Wednesday, February 25, 2015
"Is the call to abandon p-values the red herring of the replicability crisis?"
In an opinion article [here] titled "Is the call to abandon p-values the red herring of the replicability crisis?", Victoria Savalei and Elizabeth Dunn concluded, "at present we lack empirical evidence that encouraging researchers to abandon p-values will fundamentally change the credibility and replicability of psychological research in practice. In the face of crisis, researchers should return to their core, shared value by demanding rigorous empirical evidence before instituting major changes."
I posted a comment which said in part, "people have been promoting a transition away from null hypothesis significance testing to Bayesian methods for decades, long before the recent replicability crisis made headlines. The main reasons to switch to Bayesian have little directly to do with the replicability crisis." Moreover, "It is important for readers not to think that Bayesian analysis merely amounts to using Bayes factors for hypothesis testing instead of using p values for hypothesis testing. In fact, the larger part of Bayesian analysis is a rich framework for estimating the magnitudes of parameters (such as effect size) and their uncertainties. Bayesian methods are also rich tools for meta-analysis and cumulative analysis. Therefore, Bayesian methods achieve all the goals of the New Statistics (Cumming, 2014) but without using p values and confidence intervals."

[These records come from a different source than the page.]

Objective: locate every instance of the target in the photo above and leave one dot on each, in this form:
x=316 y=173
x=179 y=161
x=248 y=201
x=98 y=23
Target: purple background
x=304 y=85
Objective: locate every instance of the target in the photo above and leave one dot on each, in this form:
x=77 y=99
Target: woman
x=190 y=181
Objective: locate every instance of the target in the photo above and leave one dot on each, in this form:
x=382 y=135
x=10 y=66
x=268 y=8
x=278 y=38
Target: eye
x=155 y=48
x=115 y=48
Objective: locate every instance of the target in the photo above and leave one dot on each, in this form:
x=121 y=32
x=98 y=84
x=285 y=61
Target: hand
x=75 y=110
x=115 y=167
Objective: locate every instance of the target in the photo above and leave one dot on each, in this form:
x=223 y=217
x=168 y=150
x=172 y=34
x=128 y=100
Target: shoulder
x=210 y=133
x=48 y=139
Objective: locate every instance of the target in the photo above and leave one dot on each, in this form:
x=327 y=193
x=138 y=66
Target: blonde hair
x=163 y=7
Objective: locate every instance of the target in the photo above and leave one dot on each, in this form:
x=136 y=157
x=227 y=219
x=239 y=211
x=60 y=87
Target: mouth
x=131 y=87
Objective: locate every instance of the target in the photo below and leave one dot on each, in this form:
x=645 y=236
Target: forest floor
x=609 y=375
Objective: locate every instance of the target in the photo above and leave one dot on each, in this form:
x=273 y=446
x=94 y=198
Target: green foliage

See the full article and comment at the link above.

Just for redundancy, here's the full text of my comment on the opinion article:
ReplyDeleteBayes factors for hypothesis testing are only a small part of Bayesian data analysis. It is important for readers not to think that Bayesian analysis merely amounts to using Bayes factors for hypothesis testing instead of using p values for hypothesis testing. In fact, the larger part of Bayesian analysis is a rich framework for estimating the magnitudes of parameters (such as effect size) and their uncertainties. Bayesian methods are also rich tools for meta-analysis and cumulative analysis. Therefore, Bayesian methods achieve all the goals of the New Statistics (Cumming, 2014) but without using p values and confidence intervals.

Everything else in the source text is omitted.